The idea of Christendom is that as a society we share a set of Christian values and beliefs. Some of the news stories that stick in the mind may be more spin than substance, but it is undeniable that the drift is all in one direction. Britain is a far less Christian society than it was before the sixties, measured in almost any way you care to attempt it. This is the context in which Alan Craig’s article must be set: of the decline and threatened dissolution of a certain sort of idea of British society. And the progress of gay rights acts as a particularly acute inverse index of that history. In the first half of the Twentieth Century, when Christendom seemed so much more present, homosexuality was criminalized. As gay people have won greater freedoms and protection under law, some evangelical Christians feel they have correspondingly lost them. The analogy is not exact (there is little prospect of Christianity becoming criminalised, and even now violence against gays is a well-documented present reality in a way that evangelical Christians who think of themselves as ‘persecuted’ in the West have never experienced) and there is no necessary causal relationship between the two (though the Church has a poor record in regard to gay rights, so that a decline in its institutional authority could be seen as a partial explanation for increased freedom for gays) but for some, gays and the gay-rights movement have become symbolic of the cultural forces determined to undo Christendom. If Christendom is understood as by definition a good thing, and gay rights as symbolic of the cultural forces ranged against it, then the fear and hate behind Alan Craig’s article becomes more comprehensible.
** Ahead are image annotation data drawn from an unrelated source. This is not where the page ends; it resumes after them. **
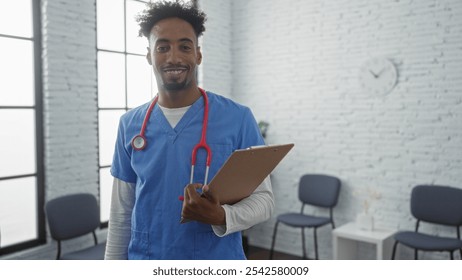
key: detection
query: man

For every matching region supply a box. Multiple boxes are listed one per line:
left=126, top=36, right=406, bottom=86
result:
left=106, top=2, right=274, bottom=259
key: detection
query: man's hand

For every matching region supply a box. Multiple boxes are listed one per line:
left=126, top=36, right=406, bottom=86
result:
left=181, top=184, right=226, bottom=225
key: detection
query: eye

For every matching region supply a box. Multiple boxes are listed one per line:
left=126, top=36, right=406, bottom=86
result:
left=180, top=45, right=192, bottom=52
left=156, top=45, right=169, bottom=53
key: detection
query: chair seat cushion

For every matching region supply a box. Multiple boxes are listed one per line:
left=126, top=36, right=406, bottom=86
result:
left=277, top=213, right=330, bottom=227
left=394, top=231, right=462, bottom=251
left=61, top=242, right=106, bottom=260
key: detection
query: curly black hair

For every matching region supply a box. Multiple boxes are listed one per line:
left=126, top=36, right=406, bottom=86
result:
left=136, top=0, right=207, bottom=39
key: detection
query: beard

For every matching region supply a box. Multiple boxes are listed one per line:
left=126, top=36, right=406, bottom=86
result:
left=164, top=80, right=187, bottom=91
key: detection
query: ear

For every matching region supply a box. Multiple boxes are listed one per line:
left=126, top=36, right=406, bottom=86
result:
left=146, top=47, right=152, bottom=65
left=197, top=46, right=202, bottom=65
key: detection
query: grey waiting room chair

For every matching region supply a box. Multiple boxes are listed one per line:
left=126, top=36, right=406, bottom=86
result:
left=45, top=193, right=106, bottom=260
left=391, top=185, right=462, bottom=259
left=269, top=174, right=341, bottom=259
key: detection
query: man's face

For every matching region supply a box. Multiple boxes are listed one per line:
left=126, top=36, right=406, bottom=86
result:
left=146, top=18, right=202, bottom=91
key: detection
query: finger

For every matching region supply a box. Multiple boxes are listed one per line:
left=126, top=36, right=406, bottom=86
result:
left=184, top=184, right=201, bottom=202
left=202, top=185, right=218, bottom=203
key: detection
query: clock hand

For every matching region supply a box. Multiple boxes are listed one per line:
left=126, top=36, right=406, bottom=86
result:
left=369, top=70, right=379, bottom=79
left=377, top=68, right=385, bottom=78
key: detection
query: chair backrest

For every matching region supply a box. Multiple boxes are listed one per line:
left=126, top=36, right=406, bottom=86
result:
left=45, top=193, right=100, bottom=240
left=298, top=174, right=341, bottom=208
left=411, top=185, right=462, bottom=226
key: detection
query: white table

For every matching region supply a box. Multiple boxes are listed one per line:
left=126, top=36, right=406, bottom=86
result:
left=332, top=223, right=395, bottom=260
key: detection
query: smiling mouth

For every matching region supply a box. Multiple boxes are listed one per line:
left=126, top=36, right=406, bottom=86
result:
left=163, top=67, right=188, bottom=75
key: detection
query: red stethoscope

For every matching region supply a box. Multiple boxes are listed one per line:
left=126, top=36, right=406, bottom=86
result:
left=131, top=88, right=212, bottom=185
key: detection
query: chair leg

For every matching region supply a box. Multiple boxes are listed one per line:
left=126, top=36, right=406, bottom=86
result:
left=269, top=221, right=279, bottom=260
left=391, top=241, right=398, bottom=260
left=302, top=227, right=308, bottom=260
left=313, top=228, right=319, bottom=260
left=56, top=240, right=61, bottom=260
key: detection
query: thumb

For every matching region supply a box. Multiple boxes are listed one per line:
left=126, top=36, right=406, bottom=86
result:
left=202, top=185, right=219, bottom=203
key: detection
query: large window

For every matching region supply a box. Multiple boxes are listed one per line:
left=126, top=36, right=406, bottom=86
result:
left=96, top=0, right=156, bottom=224
left=0, top=0, right=45, bottom=254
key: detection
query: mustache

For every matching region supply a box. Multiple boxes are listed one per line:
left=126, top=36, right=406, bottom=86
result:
left=161, top=63, right=189, bottom=71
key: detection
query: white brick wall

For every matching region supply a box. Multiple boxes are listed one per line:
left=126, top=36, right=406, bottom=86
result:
left=228, top=0, right=462, bottom=259
left=198, top=0, right=233, bottom=97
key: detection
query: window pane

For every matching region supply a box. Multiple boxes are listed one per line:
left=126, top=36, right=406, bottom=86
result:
left=0, top=0, right=35, bottom=38
left=99, top=110, right=125, bottom=166
left=0, top=177, right=38, bottom=248
left=127, top=55, right=152, bottom=108
left=99, top=167, right=113, bottom=222
left=0, top=109, right=35, bottom=177
left=96, top=0, right=125, bottom=51
left=126, top=1, right=148, bottom=55
left=0, top=37, right=35, bottom=106
left=98, top=51, right=125, bottom=108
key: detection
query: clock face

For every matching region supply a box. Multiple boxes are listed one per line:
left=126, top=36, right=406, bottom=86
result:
left=359, top=57, right=398, bottom=95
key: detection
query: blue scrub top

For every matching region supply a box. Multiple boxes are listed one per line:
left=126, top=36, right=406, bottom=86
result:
left=111, top=92, right=264, bottom=259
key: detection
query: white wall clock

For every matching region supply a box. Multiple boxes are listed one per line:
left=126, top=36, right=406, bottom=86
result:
left=359, top=57, right=398, bottom=95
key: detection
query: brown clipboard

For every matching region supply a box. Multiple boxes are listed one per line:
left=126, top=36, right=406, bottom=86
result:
left=209, top=144, right=294, bottom=204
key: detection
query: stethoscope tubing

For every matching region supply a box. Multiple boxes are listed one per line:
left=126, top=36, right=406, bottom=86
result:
left=131, top=88, right=212, bottom=185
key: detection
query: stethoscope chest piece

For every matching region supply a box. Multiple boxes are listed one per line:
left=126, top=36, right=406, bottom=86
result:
left=132, top=134, right=146, bottom=151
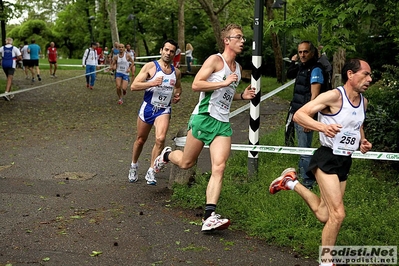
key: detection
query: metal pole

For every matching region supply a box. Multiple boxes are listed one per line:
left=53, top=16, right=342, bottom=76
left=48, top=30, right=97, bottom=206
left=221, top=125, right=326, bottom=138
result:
left=281, top=1, right=287, bottom=84
left=133, top=16, right=136, bottom=52
left=248, top=0, right=264, bottom=176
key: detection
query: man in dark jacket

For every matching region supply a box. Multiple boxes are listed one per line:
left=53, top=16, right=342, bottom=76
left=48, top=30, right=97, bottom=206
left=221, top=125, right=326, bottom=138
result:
left=287, top=41, right=324, bottom=189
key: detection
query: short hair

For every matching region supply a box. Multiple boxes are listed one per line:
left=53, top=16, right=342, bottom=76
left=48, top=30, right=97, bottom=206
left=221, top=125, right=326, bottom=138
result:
left=220, top=23, right=242, bottom=40
left=341, top=58, right=364, bottom=84
left=162, top=39, right=179, bottom=50
left=298, top=41, right=319, bottom=58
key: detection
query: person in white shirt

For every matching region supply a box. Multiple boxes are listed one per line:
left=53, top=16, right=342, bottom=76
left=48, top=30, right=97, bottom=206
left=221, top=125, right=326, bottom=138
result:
left=111, top=43, right=134, bottom=104
left=21, top=41, right=35, bottom=79
left=82, top=42, right=98, bottom=90
left=269, top=59, right=372, bottom=266
left=0, top=38, right=22, bottom=101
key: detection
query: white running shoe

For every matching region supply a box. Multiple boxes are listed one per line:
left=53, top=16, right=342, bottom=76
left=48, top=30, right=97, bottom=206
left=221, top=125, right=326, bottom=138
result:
left=201, top=212, right=230, bottom=232
left=128, top=165, right=139, bottom=183
left=152, top=147, right=172, bottom=173
left=145, top=168, right=157, bottom=186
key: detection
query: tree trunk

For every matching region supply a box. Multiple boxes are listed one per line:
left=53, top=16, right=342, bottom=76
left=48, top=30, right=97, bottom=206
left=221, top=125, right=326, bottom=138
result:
left=106, top=0, right=119, bottom=44
left=265, top=0, right=283, bottom=82
left=0, top=0, right=7, bottom=46
left=177, top=0, right=186, bottom=65
left=332, top=47, right=346, bottom=88
left=198, top=0, right=225, bottom=53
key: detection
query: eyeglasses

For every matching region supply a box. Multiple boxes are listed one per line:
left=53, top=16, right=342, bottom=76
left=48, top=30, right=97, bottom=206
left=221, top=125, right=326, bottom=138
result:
left=227, top=35, right=247, bottom=42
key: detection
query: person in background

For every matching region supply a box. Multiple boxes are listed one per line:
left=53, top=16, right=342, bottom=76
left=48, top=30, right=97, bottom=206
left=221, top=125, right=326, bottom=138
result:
left=111, top=43, right=134, bottom=104
left=269, top=59, right=372, bottom=266
left=128, top=40, right=182, bottom=186
left=186, top=43, right=194, bottom=73
left=82, top=42, right=98, bottom=90
left=28, top=39, right=42, bottom=82
left=126, top=44, right=136, bottom=79
left=287, top=41, right=324, bottom=189
left=21, top=41, right=35, bottom=79
left=96, top=42, right=104, bottom=65
left=0, top=38, right=22, bottom=101
left=173, top=48, right=181, bottom=68
left=153, top=24, right=255, bottom=232
left=47, top=42, right=58, bottom=78
left=110, top=42, right=119, bottom=75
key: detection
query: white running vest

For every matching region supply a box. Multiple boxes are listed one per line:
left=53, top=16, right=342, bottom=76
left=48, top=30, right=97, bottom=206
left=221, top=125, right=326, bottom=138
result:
left=318, top=86, right=366, bottom=156
left=116, top=53, right=130, bottom=74
left=144, top=61, right=176, bottom=108
left=193, top=53, right=241, bottom=122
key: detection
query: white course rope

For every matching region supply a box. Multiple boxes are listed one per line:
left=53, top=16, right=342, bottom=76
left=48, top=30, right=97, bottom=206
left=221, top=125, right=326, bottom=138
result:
left=0, top=67, right=109, bottom=97
left=174, top=137, right=399, bottom=161
left=174, top=80, right=399, bottom=161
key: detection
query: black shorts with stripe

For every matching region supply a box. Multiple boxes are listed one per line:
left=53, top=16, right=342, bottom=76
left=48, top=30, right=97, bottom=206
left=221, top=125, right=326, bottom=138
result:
left=306, top=146, right=352, bottom=182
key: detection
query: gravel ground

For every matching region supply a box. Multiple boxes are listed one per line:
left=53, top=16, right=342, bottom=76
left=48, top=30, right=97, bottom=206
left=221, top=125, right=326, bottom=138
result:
left=0, top=70, right=317, bottom=266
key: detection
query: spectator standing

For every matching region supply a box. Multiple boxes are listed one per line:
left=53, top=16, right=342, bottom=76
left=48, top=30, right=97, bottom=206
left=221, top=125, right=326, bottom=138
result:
left=126, top=44, right=136, bottom=79
left=128, top=40, right=182, bottom=186
left=47, top=42, right=58, bottom=78
left=28, top=39, right=42, bottom=82
left=96, top=42, right=104, bottom=65
left=153, top=24, right=255, bottom=232
left=173, top=48, right=181, bottom=68
left=186, top=43, right=194, bottom=73
left=287, top=41, right=324, bottom=188
left=0, top=38, right=22, bottom=101
left=21, top=41, right=35, bottom=79
left=110, top=42, right=119, bottom=75
left=269, top=59, right=372, bottom=266
left=82, top=42, right=98, bottom=90
left=111, top=43, right=134, bottom=104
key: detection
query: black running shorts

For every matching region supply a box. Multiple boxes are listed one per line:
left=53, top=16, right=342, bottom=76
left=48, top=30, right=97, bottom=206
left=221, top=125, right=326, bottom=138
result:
left=306, top=146, right=352, bottom=182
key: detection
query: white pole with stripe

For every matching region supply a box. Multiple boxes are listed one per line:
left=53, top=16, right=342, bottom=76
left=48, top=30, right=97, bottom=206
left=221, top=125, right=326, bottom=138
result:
left=248, top=0, right=264, bottom=176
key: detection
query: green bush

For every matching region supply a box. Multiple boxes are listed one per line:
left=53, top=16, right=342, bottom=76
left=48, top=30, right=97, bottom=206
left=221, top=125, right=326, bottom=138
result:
left=365, top=65, right=399, bottom=152
left=173, top=126, right=399, bottom=259
left=364, top=65, right=399, bottom=175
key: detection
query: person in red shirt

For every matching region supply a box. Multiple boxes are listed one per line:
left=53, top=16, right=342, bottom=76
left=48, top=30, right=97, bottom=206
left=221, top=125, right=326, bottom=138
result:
left=96, top=43, right=104, bottom=65
left=47, top=42, right=58, bottom=78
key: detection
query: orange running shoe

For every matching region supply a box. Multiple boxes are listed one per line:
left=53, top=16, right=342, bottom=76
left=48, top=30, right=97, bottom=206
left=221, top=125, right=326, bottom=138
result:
left=269, top=168, right=297, bottom=194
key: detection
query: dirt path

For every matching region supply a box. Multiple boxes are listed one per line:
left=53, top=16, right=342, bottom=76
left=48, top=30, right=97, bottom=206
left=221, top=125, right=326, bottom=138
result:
left=0, top=70, right=317, bottom=266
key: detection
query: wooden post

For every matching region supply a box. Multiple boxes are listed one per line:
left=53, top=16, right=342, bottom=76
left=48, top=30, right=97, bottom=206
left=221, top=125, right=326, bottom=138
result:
left=168, top=128, right=196, bottom=189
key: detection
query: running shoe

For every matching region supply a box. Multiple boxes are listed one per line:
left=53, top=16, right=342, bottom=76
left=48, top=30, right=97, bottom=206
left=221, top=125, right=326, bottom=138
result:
left=3, top=93, right=11, bottom=102
left=269, top=168, right=297, bottom=194
left=145, top=168, right=157, bottom=186
left=128, top=165, right=139, bottom=183
left=153, top=147, right=172, bottom=173
left=201, top=212, right=230, bottom=232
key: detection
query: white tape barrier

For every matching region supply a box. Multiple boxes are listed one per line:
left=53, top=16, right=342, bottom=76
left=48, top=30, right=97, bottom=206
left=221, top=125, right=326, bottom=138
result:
left=229, top=79, right=295, bottom=118
left=174, top=80, right=399, bottom=161
left=174, top=137, right=399, bottom=161
left=0, top=67, right=109, bottom=97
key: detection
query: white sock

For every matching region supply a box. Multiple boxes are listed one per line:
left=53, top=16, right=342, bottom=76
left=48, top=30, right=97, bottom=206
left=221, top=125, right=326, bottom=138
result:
left=287, top=180, right=298, bottom=190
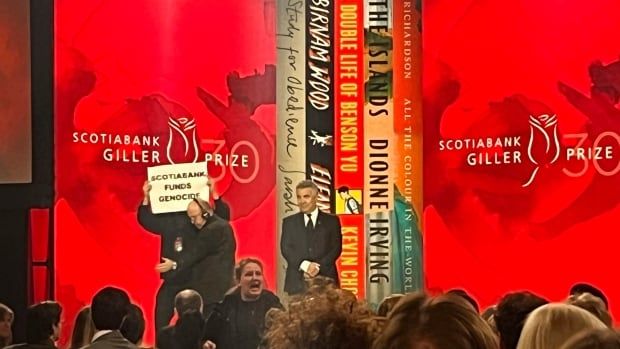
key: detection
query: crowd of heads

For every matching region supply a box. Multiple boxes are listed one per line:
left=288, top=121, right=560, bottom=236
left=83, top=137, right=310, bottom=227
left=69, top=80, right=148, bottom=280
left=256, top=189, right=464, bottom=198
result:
left=0, top=278, right=620, bottom=349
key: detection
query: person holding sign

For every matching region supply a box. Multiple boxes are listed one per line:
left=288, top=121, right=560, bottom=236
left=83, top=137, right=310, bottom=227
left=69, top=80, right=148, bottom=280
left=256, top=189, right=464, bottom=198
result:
left=280, top=180, right=342, bottom=295
left=138, top=179, right=234, bottom=332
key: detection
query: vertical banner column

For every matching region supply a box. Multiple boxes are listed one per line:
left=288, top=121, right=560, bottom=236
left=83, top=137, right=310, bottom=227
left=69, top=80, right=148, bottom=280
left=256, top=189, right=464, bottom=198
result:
left=334, top=0, right=366, bottom=299
left=276, top=0, right=306, bottom=294
left=392, top=0, right=423, bottom=293
left=364, top=0, right=396, bottom=306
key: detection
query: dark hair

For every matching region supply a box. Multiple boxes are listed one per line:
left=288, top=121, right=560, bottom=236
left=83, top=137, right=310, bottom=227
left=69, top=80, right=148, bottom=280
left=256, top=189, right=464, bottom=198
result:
left=121, top=304, right=144, bottom=345
left=90, top=287, right=130, bottom=331
left=570, top=282, right=609, bottom=309
left=377, top=294, right=405, bottom=317
left=295, top=179, right=319, bottom=192
left=235, top=258, right=263, bottom=282
left=69, top=307, right=95, bottom=349
left=0, top=303, right=15, bottom=348
left=562, top=328, right=620, bottom=349
left=26, top=301, right=62, bottom=344
left=174, top=310, right=204, bottom=349
left=493, top=292, right=549, bottom=349
left=446, top=288, right=480, bottom=313
left=174, top=289, right=203, bottom=317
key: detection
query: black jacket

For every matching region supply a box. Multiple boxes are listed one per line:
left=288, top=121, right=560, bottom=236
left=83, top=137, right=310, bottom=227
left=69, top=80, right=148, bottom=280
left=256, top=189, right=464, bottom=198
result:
left=138, top=199, right=230, bottom=285
left=280, top=211, right=342, bottom=294
left=203, top=289, right=283, bottom=349
left=176, top=215, right=237, bottom=305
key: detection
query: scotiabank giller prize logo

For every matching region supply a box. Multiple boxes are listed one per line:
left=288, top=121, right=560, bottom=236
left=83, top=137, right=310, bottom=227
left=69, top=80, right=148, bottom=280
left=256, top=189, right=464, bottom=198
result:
left=523, top=114, right=560, bottom=187
left=166, top=115, right=199, bottom=164
left=439, top=114, right=620, bottom=188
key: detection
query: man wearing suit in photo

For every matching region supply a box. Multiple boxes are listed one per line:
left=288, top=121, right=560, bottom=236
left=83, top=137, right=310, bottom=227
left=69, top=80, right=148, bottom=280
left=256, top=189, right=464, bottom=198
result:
left=280, top=180, right=342, bottom=295
left=138, top=180, right=234, bottom=332
left=84, top=287, right=137, bottom=349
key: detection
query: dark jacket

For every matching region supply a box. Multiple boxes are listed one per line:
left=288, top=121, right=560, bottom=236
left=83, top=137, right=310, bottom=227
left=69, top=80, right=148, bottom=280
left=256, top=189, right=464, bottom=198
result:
left=4, top=339, right=56, bottom=349
left=203, top=290, right=283, bottom=349
left=177, top=215, right=237, bottom=305
left=138, top=199, right=230, bottom=285
left=84, top=331, right=137, bottom=349
left=280, top=211, right=342, bottom=294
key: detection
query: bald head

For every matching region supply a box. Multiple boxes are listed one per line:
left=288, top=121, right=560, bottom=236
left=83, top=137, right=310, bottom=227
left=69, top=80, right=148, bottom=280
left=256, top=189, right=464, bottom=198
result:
left=174, top=289, right=202, bottom=316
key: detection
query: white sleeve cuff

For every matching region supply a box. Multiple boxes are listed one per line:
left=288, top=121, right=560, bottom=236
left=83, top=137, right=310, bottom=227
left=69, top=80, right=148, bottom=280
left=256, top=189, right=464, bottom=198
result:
left=299, top=261, right=310, bottom=273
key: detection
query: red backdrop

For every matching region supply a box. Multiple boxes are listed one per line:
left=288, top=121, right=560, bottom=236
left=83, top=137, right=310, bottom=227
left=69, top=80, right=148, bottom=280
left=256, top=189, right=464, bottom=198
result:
left=423, top=0, right=620, bottom=316
left=55, top=0, right=275, bottom=346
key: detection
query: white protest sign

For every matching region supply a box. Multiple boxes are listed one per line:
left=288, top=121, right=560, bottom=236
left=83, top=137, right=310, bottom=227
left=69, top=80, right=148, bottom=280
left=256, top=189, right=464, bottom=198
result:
left=147, top=162, right=209, bottom=213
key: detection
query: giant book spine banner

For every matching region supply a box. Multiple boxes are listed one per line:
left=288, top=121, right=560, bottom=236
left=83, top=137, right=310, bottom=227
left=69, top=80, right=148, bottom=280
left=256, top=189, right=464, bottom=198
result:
left=391, top=0, right=423, bottom=293
left=302, top=0, right=334, bottom=213
left=276, top=0, right=306, bottom=294
left=333, top=0, right=366, bottom=299
left=363, top=0, right=396, bottom=307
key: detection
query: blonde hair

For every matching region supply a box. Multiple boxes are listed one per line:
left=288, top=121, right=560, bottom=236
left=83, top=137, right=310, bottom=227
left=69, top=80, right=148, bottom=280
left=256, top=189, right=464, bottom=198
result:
left=373, top=293, right=499, bottom=349
left=517, top=303, right=606, bottom=349
left=566, top=292, right=612, bottom=328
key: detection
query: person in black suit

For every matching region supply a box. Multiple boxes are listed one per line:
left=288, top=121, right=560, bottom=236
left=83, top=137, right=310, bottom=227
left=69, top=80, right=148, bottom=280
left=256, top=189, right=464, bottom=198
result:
left=84, top=287, right=137, bottom=349
left=138, top=180, right=230, bottom=333
left=156, top=199, right=237, bottom=316
left=5, top=301, right=62, bottom=349
left=280, top=180, right=342, bottom=295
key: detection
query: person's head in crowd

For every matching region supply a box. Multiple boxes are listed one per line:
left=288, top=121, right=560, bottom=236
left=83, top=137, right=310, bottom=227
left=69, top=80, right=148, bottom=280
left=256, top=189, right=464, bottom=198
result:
left=69, top=307, right=95, bottom=349
left=263, top=286, right=374, bottom=349
left=517, top=303, right=607, bottom=349
left=480, top=305, right=501, bottom=334
left=26, top=301, right=62, bottom=344
left=446, top=288, right=480, bottom=313
left=90, top=287, right=131, bottom=331
left=187, top=198, right=213, bottom=229
left=377, top=293, right=405, bottom=317
left=174, top=289, right=203, bottom=317
left=174, top=309, right=204, bottom=349
left=235, top=258, right=265, bottom=302
left=121, top=303, right=145, bottom=346
left=569, top=282, right=609, bottom=309
left=373, top=293, right=499, bottom=349
left=566, top=292, right=612, bottom=327
left=0, top=303, right=14, bottom=348
left=295, top=179, right=319, bottom=213
left=561, top=329, right=620, bottom=349
left=493, top=291, right=549, bottom=349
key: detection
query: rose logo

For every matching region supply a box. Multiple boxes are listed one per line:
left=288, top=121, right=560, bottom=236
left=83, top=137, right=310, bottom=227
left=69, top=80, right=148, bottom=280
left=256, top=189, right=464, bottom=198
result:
left=522, top=114, right=560, bottom=187
left=166, top=116, right=198, bottom=164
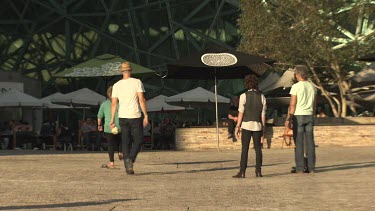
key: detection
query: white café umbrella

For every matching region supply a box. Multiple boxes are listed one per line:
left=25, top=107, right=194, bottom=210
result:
left=51, top=88, right=107, bottom=106
left=0, top=89, right=44, bottom=107
left=41, top=92, right=72, bottom=109
left=146, top=95, right=185, bottom=112
left=51, top=88, right=107, bottom=119
left=165, top=87, right=230, bottom=127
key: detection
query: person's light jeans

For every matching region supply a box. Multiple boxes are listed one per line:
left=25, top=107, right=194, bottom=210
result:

It is the fear and hate, ultimately, that is the problem. (And I use ‘fear and hate’ here deliberately. Whether or not Alan Craig intended it, calling Outrage ‘the gaystapo’ is expressing a fear and hatred of Peter Tatchell and his fellow campaigners). Christendom may or may not be disappearing, and this may or may not be a good thing. But these arguments can and must be made without giving way to fear and hate (particularly of those who have patently been amongst the victims of Christendom). Peter Ould, perceptively, writes: “The problem with such an analogy is that it carries with it exactly the level of emotional engagement that we have seen translated into a furious condemnation of the column.” Fear and hate breeds fear and hate, more so when it is not recognised and acknowledged. And seeking to express contemptuous mockery and ridicule of it is not the way forward either. Like it or not, we have to try to understand why those who are not like us think the way they do. Otherwise we end up so out of touch that we feel comparing our opponents to the Nazis is an acceptable way forward.